尽管存在常见的肺部损伤,2 型糖尿病(T2D)患者的呼吸功能受损仍未得到充分认识。同时,关于钠-葡萄糖共转运蛋白 2 抑制剂(SGLT2i)对呼吸影响的数据很少。因此,我们在真实环境中研究了 SGLT2i 使用与不良呼吸事件风险之间的关联。
我们使用基于人群的全国性队列研究,采用活性对照新用户设计和韩国全国范围内的索赔数据,时间范围为 2015 年 1 月至 2020 年 12 月。在年龄为 18 岁或以上的人群中,我们采用倾向评分匹配来匹配每个 SGLT2i 的新使用者与二肽基肽酶 4 抑制剂(DPP4i)的使用者,按照治疗定义对患者进行随访。主要结局是呼吸事件,急性肺水肿、急性呼吸窘迫综合征(ARDS)、肺炎和呼吸衰竭的综合终点。次要结局是主要结局的各个组成部分和住院内死亡。使用 Cox 模型估计风险比(HRs)和 95%置信区间(CIs)。

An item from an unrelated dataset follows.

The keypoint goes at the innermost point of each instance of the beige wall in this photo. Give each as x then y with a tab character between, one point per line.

在倾向评分匹配队列中,共有 205534 对患者,整个队列的平均年龄为 53.8 岁,59%为男性,中位随访时间为 0.66 年;两组所有基线协变量均达到平衡。SGLT2i 和 DPP4i 使用者的总体呼吸事件发生率分别为每 1000 人年 4.54 次和 7.54 次,相应的每 1000 人年发生率差异为 3 次事件(95%CI:-3.44 至-2.55)。复合呼吸终点的 HRs(95%CI)为 0.60(0.55 至 0.64),急性肺水肿为 0.35(0.23 至 0.55),ARDS 为 0.44(0.18 至 1.05),肺炎为 0.61(0.56 至 0.66),呼吸衰竭为 0.49(0.31 至 0.76),住院内死亡为 0.46(0.41 至 0.51)。在个别 SGLT2i 中、年龄、性别、合并症史的亚组分析以及一系列敏感性分析中,都发现了类似的趋势。
这些发现表明,与使用 DPP4i 的 T2D 患者相比,开始使用 SGLT2i 的患者发生不良呼吸事件的风险较低。这一真实世界的证据有助于告知患者、临床医生和指南制定者有关 SGLT2i 在常规实践中的呼吸影响。